To summarize, first the pivot value '0' is used to separate positive and negative values. The 'temp_low_index' count being same as 'high_index' check is used to ensure performance doesn't degrade to n*n for arrays with equal elements. Finally the 'first-iteration' flag is used to ensure an array with completely negative elements are not skipped.
(8)
- With regard to expanding arrays.copy_of to system.array_copy its just what I've picked up (also the fact that arrays-copy-of was introduced only around JDK-6).
(9)
- Notes : Believe a technique for determining worst case scenario for median-of-three algorithm can be found here although have not analyzed it myself.
(10)
Updated understanding w.r.t worst-case-scenario :
- PS : Now that I think about it, using the virtual pivot technique, it seems impossible that the recursion go beyond [log(n)+1] calls.
The justification is as follows :
Consider a 32 bit unsigned integer
Min is 0 and Max is 4294967295 (lets denote it 'n').
First level would be using 2147483648 (n/2) as the pivot.

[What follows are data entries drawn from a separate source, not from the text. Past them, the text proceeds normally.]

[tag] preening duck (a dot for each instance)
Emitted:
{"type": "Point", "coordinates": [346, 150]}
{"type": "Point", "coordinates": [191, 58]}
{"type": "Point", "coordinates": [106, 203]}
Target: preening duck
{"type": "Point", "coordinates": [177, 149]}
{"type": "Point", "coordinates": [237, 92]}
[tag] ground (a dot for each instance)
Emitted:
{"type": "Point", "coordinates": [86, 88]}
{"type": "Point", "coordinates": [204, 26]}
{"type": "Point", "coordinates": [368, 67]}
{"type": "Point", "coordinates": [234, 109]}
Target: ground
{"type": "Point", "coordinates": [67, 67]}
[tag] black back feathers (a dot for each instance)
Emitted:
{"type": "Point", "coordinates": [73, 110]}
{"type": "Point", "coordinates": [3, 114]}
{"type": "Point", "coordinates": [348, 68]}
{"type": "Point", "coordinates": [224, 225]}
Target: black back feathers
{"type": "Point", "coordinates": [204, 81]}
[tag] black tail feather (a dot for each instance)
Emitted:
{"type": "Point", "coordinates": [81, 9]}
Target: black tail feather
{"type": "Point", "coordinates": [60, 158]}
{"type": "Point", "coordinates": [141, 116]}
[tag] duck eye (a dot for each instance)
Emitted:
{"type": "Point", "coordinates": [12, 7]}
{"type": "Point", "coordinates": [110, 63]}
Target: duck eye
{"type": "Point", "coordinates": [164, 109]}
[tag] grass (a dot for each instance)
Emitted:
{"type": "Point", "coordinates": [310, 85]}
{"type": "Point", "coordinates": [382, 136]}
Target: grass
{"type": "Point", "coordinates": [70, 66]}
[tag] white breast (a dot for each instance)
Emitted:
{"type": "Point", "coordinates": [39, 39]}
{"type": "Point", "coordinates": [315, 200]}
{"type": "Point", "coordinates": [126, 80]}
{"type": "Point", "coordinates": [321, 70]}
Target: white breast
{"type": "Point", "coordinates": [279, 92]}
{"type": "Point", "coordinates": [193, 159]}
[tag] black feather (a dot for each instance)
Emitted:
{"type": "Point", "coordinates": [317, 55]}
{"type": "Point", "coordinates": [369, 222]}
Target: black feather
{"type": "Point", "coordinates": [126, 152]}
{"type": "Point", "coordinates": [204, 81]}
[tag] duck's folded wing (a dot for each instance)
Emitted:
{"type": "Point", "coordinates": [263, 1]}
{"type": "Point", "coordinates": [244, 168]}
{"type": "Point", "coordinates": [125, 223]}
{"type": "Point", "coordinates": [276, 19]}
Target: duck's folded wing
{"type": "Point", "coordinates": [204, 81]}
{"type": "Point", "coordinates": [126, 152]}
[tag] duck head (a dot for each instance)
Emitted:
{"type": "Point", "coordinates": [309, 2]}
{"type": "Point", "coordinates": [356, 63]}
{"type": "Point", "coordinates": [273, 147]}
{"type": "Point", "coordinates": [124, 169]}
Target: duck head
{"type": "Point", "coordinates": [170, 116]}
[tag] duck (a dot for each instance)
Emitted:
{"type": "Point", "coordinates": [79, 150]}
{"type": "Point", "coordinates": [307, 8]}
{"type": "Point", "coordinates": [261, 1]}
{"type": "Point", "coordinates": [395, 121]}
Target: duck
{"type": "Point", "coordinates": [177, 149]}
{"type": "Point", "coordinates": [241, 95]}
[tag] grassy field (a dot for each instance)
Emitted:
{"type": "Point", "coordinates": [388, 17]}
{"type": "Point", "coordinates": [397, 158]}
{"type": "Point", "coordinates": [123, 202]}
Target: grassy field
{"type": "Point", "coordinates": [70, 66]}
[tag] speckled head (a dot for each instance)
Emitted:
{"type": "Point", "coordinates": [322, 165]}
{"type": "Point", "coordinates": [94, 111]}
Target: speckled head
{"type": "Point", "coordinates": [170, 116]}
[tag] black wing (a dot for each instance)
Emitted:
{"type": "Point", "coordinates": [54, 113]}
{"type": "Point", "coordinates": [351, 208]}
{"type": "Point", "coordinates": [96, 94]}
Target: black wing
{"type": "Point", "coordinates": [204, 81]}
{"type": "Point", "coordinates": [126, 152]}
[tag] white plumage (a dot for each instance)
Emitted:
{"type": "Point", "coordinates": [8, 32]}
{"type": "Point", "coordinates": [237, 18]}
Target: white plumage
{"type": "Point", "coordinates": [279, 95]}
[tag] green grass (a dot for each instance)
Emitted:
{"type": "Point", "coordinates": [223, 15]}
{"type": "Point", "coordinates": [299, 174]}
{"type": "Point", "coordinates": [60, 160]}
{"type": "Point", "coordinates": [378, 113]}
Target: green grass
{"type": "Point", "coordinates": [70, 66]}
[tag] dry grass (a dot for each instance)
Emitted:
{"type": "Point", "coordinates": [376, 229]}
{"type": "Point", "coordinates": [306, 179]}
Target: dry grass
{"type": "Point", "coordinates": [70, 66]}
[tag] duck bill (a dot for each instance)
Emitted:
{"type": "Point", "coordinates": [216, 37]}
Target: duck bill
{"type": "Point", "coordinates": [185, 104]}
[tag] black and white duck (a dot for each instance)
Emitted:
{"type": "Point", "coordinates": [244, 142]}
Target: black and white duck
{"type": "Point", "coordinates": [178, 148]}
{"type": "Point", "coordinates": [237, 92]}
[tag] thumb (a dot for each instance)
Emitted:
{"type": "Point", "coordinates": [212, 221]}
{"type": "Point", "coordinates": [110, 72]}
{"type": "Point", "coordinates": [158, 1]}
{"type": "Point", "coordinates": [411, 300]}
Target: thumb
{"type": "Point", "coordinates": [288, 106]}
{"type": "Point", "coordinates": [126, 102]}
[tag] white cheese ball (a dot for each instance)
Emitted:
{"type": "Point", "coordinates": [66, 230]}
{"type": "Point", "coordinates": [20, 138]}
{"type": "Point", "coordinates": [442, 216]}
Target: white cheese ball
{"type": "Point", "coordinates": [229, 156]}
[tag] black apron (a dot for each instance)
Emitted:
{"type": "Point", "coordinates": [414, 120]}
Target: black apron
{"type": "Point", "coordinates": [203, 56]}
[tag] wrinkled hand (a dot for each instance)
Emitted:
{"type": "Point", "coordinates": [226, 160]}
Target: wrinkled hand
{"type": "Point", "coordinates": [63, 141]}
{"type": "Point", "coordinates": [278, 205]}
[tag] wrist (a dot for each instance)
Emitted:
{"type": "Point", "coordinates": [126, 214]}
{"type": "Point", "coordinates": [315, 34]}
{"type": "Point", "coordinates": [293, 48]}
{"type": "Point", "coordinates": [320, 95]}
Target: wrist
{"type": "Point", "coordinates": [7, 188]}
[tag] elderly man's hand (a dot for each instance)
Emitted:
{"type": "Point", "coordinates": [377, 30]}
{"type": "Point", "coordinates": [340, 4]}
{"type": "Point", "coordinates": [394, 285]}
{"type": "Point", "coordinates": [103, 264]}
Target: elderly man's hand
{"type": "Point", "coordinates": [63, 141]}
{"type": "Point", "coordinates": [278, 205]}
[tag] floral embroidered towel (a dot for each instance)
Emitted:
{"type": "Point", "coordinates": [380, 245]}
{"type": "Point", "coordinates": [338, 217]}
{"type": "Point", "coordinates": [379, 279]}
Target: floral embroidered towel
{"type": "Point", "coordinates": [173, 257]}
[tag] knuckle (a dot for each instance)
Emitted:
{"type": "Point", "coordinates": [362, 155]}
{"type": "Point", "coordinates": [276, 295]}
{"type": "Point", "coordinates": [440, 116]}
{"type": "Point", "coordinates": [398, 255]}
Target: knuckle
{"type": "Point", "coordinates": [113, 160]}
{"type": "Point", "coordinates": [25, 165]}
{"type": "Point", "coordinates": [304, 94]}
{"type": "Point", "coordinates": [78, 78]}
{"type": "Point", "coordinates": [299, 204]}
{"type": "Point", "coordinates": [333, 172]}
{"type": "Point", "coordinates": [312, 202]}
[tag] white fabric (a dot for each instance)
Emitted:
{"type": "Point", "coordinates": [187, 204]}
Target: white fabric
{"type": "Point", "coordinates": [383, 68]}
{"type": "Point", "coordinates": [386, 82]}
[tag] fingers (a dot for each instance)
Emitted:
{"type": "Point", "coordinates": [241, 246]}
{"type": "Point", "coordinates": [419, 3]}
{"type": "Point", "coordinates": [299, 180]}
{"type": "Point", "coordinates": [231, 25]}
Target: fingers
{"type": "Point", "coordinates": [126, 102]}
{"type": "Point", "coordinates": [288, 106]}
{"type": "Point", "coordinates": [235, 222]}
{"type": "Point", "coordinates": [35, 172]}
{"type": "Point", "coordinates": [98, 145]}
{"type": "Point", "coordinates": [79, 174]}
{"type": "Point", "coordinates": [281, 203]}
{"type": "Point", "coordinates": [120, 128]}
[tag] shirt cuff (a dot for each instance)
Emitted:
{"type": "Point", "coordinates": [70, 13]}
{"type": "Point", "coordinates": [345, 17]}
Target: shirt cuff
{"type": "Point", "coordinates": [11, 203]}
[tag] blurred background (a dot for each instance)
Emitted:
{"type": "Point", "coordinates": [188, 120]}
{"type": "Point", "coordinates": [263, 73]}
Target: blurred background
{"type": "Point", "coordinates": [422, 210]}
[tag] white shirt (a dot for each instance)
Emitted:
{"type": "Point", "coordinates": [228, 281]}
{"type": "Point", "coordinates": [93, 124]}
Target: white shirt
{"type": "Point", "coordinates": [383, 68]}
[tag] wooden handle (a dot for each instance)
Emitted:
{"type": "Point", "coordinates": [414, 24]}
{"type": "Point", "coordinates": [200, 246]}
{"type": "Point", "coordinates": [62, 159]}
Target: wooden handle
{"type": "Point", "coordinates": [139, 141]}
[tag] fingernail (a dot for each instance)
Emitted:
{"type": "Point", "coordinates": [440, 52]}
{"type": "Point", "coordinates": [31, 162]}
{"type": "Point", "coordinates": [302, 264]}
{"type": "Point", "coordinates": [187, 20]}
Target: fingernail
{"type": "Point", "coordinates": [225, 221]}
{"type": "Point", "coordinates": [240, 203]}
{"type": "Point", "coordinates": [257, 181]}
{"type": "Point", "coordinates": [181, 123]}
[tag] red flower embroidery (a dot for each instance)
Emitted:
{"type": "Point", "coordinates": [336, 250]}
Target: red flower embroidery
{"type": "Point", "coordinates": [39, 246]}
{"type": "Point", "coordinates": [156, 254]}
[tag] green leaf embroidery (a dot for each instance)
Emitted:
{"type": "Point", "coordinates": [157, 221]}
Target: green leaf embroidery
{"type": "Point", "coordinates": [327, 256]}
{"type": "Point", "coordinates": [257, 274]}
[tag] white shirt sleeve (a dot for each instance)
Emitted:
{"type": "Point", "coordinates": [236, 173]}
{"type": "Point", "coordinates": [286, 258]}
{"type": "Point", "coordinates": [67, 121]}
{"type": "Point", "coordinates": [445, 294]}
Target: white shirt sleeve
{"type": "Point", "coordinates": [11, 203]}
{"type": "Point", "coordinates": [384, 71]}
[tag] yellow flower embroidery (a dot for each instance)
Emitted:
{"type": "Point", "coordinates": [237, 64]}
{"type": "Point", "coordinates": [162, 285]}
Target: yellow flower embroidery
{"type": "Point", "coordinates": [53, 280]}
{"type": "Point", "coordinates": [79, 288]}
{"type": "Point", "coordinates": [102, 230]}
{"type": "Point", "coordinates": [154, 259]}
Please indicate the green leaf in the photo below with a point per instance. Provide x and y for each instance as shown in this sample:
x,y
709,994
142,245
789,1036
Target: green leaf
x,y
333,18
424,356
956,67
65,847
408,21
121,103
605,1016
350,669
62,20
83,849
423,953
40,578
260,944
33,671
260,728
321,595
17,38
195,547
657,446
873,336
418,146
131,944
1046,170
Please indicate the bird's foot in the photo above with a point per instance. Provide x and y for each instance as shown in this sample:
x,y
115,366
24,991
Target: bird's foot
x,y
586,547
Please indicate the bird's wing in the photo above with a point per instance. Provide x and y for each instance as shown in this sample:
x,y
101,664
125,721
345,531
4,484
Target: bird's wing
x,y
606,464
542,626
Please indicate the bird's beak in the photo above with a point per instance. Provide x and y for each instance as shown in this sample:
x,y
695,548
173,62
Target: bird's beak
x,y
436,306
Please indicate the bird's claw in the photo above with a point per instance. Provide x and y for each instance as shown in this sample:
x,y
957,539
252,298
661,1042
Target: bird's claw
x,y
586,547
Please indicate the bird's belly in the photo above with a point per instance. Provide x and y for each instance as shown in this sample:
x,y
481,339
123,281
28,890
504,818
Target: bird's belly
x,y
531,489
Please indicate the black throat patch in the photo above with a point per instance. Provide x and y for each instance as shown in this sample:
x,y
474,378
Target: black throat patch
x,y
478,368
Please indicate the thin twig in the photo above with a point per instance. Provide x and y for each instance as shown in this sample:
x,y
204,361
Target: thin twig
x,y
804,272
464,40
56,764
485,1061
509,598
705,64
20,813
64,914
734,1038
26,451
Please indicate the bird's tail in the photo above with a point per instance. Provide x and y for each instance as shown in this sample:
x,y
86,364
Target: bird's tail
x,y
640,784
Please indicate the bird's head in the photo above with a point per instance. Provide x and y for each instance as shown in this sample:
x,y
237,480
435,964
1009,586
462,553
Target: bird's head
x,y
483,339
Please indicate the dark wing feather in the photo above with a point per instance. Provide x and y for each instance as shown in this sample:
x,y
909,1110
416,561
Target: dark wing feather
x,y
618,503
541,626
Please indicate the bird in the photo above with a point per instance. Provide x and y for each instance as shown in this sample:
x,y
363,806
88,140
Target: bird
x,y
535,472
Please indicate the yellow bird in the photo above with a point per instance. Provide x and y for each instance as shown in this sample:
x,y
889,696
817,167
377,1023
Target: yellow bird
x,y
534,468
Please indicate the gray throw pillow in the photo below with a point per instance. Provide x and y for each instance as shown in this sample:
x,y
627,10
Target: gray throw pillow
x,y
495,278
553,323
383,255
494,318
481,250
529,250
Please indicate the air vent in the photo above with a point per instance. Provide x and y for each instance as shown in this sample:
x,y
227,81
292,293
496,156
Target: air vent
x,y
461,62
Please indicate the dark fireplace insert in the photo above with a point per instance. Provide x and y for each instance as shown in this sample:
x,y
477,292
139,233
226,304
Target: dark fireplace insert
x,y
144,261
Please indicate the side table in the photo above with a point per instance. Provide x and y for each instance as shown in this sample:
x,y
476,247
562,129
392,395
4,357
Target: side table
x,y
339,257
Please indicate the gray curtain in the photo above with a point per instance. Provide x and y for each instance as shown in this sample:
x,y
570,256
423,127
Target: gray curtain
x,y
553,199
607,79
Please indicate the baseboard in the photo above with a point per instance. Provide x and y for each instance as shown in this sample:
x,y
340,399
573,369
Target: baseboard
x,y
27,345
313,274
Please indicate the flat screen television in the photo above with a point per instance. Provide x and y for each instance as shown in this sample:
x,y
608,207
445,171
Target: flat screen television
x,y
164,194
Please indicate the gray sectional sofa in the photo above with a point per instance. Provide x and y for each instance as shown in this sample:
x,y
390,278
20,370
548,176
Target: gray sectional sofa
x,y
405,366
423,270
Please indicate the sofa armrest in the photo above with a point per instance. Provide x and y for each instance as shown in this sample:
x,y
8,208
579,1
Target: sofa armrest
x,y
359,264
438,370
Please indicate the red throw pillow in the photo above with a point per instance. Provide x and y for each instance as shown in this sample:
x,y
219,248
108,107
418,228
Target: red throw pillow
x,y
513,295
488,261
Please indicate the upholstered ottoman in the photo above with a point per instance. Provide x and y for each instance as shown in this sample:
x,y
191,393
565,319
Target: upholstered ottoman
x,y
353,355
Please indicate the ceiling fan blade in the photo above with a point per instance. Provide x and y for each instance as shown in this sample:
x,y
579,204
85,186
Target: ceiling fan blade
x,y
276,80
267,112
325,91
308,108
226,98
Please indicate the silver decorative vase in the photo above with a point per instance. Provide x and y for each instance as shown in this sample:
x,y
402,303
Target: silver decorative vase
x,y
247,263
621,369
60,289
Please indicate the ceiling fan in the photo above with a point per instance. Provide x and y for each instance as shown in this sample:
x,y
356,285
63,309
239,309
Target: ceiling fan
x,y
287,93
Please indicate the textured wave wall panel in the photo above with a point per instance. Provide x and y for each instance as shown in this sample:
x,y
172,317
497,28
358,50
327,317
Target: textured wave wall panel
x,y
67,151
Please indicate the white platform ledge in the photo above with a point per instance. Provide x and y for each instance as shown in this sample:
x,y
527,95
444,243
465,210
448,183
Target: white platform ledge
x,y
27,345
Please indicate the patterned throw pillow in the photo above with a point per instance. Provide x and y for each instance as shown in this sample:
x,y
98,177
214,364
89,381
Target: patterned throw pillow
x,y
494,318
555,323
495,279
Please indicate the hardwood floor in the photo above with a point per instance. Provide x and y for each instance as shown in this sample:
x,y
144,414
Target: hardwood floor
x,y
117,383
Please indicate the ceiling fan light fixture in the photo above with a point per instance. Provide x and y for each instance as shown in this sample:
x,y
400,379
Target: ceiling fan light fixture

It would split the array into two halves (each of it being level-2 sub-arrays)
0 to 2147483648 and 2147483648 to 4294967295 (LHS being inclusive and RHS being exclusive).
Subsequent splits at level 3 would be in steps of (n/4) : 0 to 1073741824, 1073741824 to 2147483648, 2147483648 to 3221225472, 3221225472 to 4294967295.
Subsequent splits at level 4 would be in steps of (n/8)
Subsequent splits at level 5 would be in steps of (n/16)
..
and so on until the final split at around level 33 for (n/4294967296).
Note that the above are regarding virtual pivots. The elements may or may not be present. If they are present, then they will get sorted, if not then its effectively a non-event. I'm merely trying to assert that in terms of complexity, it will not degrade to quadratic complexity.
In the above technique, I'm merely doing an optimization involving highest and lowest valued elements effectively bringing the value of the virtual pivot closer to reality by calculating it effectively as : pivot = (high+low)/2.
(11) - With regard to using logging package, would have typically used log4j but am trying to avoid having external dependencies for the POC here.